Ahhh, keeping it simple. Stop argruing about the micro and look macro. Orgranic is good.
If everyone buys organic, at some point all non-organic farmers/growers etc., will have to make the switch. Some already have, no doubt. We are frugal; and when we read that the difference between an organic banana and non-organic banana is virtually nil, we tend to buy the cheaper product. BUT, we like the idea of supporting organic growers; and the fact that this support may help reduce the level of pesticide use overall, for everyone.
We also would not go so far as to support "pesticide bans", especially in other countries where the standard of living and food issues are so different from here in North America. We have the luxury to debate these issues.
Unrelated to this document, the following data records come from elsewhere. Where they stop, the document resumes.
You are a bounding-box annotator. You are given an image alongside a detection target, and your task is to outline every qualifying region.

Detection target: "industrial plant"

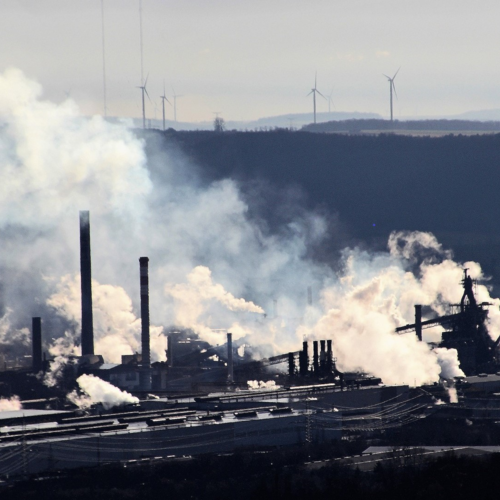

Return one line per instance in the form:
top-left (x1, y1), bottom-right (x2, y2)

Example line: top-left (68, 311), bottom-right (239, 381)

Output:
top-left (0, 211), bottom-right (500, 478)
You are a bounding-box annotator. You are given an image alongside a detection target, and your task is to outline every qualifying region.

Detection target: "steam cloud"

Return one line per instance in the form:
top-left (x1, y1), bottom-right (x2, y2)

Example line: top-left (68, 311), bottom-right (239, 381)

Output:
top-left (67, 375), bottom-right (139, 410)
top-left (0, 396), bottom-right (23, 411)
top-left (0, 69), bottom-right (500, 385)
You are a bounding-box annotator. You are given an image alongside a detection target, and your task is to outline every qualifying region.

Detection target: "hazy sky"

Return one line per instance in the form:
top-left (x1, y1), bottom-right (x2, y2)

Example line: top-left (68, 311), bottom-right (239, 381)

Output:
top-left (0, 0), bottom-right (500, 121)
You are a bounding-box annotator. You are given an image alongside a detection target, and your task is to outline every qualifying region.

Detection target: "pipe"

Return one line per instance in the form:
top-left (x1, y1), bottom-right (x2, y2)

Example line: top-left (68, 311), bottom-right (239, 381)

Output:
top-left (415, 305), bottom-right (422, 342)
top-left (288, 352), bottom-right (295, 378)
top-left (326, 339), bottom-right (333, 373)
top-left (299, 340), bottom-right (309, 377)
top-left (80, 210), bottom-right (94, 356)
top-left (139, 257), bottom-right (151, 391)
top-left (319, 340), bottom-right (326, 373)
top-left (167, 334), bottom-right (174, 368)
top-left (313, 340), bottom-right (319, 375)
top-left (31, 317), bottom-right (42, 373)
top-left (227, 333), bottom-right (234, 384)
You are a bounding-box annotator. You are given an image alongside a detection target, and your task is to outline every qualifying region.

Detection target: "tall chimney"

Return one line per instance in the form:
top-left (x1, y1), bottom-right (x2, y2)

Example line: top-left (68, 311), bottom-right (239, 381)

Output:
top-left (80, 210), bottom-right (94, 356)
top-left (167, 334), bottom-right (174, 368)
top-left (288, 352), bottom-right (295, 379)
top-left (139, 257), bottom-right (151, 391)
top-left (227, 333), bottom-right (234, 384)
top-left (415, 305), bottom-right (422, 342)
top-left (326, 339), bottom-right (333, 373)
top-left (31, 317), bottom-right (42, 373)
top-left (319, 340), bottom-right (326, 372)
top-left (313, 340), bottom-right (319, 375)
top-left (299, 340), bottom-right (309, 377)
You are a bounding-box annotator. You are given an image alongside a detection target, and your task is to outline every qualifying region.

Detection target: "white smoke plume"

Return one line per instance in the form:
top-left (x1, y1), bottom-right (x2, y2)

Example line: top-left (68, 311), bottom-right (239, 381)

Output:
top-left (47, 275), bottom-right (167, 363)
top-left (0, 308), bottom-right (31, 346)
top-left (0, 396), bottom-right (23, 411)
top-left (434, 348), bottom-right (465, 380)
top-left (165, 266), bottom-right (264, 346)
top-left (67, 375), bottom-right (139, 410)
top-left (247, 380), bottom-right (281, 391)
top-left (447, 387), bottom-right (458, 404)
top-left (0, 70), bottom-right (500, 385)
top-left (300, 233), bottom-right (500, 385)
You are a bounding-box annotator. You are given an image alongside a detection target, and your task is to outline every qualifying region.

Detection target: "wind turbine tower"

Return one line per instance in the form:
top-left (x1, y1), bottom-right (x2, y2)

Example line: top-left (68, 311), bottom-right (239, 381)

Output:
top-left (384, 68), bottom-right (401, 122)
top-left (307, 74), bottom-right (326, 123)
top-left (137, 77), bottom-right (151, 129)
top-left (328, 89), bottom-right (333, 114)
top-left (172, 87), bottom-right (183, 123)
top-left (160, 81), bottom-right (170, 132)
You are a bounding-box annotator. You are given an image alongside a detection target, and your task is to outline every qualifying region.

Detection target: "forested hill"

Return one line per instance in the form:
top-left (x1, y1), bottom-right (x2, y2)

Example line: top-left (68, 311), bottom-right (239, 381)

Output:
top-left (302, 118), bottom-right (500, 133)
top-left (148, 131), bottom-right (500, 274)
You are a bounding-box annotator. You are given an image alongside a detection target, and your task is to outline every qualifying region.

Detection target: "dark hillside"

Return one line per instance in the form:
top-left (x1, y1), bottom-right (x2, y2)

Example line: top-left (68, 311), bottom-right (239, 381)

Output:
top-left (148, 131), bottom-right (500, 282)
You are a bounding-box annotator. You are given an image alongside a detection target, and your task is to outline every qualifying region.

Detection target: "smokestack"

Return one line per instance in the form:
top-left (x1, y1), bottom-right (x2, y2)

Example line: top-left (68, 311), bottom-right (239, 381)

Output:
top-left (415, 305), bottom-right (422, 342)
top-left (299, 340), bottom-right (309, 377)
top-left (31, 317), bottom-right (42, 373)
top-left (80, 210), bottom-right (94, 356)
top-left (167, 334), bottom-right (174, 368)
top-left (313, 340), bottom-right (319, 375)
top-left (326, 339), bottom-right (333, 373)
top-left (227, 333), bottom-right (234, 384)
top-left (288, 352), bottom-right (295, 379)
top-left (139, 257), bottom-right (151, 391)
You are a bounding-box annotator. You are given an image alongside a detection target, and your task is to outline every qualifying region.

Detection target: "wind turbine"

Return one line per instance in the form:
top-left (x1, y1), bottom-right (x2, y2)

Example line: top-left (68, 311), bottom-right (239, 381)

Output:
top-left (328, 89), bottom-right (333, 114)
top-left (172, 87), bottom-right (183, 123)
top-left (307, 73), bottom-right (326, 123)
top-left (384, 67), bottom-right (401, 122)
top-left (160, 80), bottom-right (170, 132)
top-left (137, 75), bottom-right (151, 129)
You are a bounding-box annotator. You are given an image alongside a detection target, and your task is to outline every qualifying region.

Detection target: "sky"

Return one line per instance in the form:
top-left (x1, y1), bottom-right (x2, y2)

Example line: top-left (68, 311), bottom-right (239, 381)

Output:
top-left (0, 0), bottom-right (500, 122)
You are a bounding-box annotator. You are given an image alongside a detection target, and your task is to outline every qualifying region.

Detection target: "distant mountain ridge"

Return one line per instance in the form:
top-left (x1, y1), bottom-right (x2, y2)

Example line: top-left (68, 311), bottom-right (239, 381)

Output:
top-left (109, 109), bottom-right (500, 131)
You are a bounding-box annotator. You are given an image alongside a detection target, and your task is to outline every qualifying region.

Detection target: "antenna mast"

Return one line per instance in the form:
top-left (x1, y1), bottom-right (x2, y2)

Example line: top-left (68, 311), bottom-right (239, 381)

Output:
top-left (101, 0), bottom-right (108, 118)
top-left (139, 0), bottom-right (144, 85)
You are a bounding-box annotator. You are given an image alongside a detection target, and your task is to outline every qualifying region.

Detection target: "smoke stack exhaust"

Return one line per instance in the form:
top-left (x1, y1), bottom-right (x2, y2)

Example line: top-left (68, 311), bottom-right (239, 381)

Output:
top-left (326, 339), bottom-right (333, 373)
top-left (415, 305), bottom-right (422, 342)
top-left (31, 317), bottom-right (42, 373)
top-left (313, 340), bottom-right (319, 375)
top-left (299, 340), bottom-right (309, 377)
top-left (139, 257), bottom-right (151, 391)
top-left (80, 210), bottom-right (94, 356)
top-left (227, 333), bottom-right (234, 384)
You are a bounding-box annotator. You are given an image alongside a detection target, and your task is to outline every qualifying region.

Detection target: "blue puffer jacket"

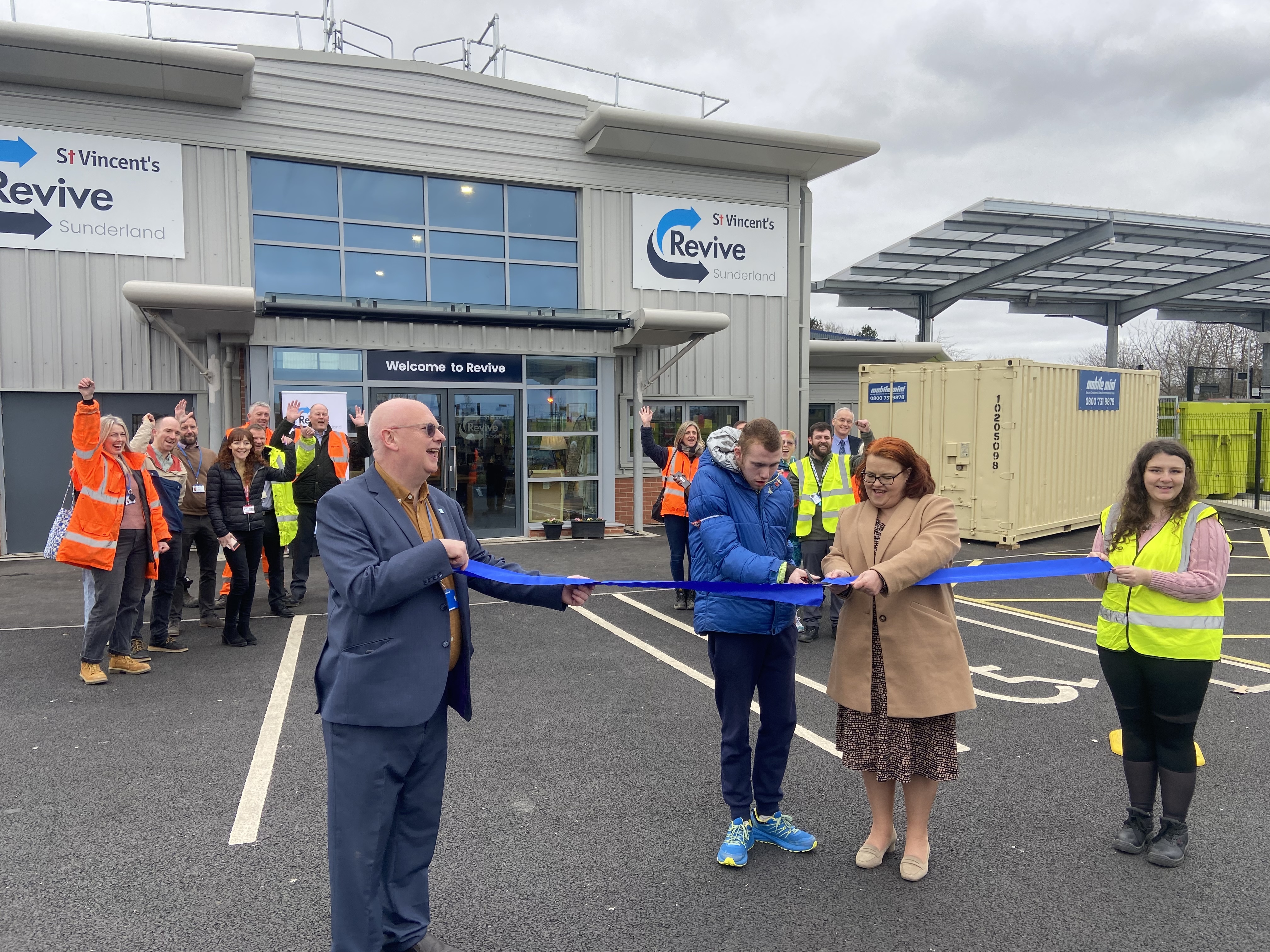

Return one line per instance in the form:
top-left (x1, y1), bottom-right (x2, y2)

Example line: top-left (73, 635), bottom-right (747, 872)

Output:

In terms of resources, keeping up to date on the "Dirty Dozen" vs "The Clean 15" can help guide your shopping. This is the .pdf of the list. You can print and cut out the list. We have it taped on the inside of a kitchen cabinet. Strawberries are nearly ALWAYS on the "dirty" list as are apples, nectarines, peaches, and blueberries.
Of course, going local AND organic is even better! We also have participated in a CSA since 2007! It has been a win-win. We feel good about supporting local farmers. We get farm fresh procuce every other week. We vary our consumption and try new things. Here is a link to our "report" after several months of CSA participation. Check out the recipe!! It's a winner.
This is timely. Did you see
This is timely. Did you see the WSJ yesterday? 3 seed coating pesticides, known as "neonicotinoids" are potentially dangerous to bee health. Germany's Bayer and Switzerland's Syngenta are the makers. Both acknowledge that the chemicals could be dangerous to bees if NOT used properly. Bottom line is that even the "better/smarter" pesticides like these may be problematic.
Here's the problem- organic
Here's the problem- organic production is incredibly inefficient compared to modern agriculture- thus the cost. If farmers all went organic, they couldn't produce enough food to supply the western world, let alone the human race.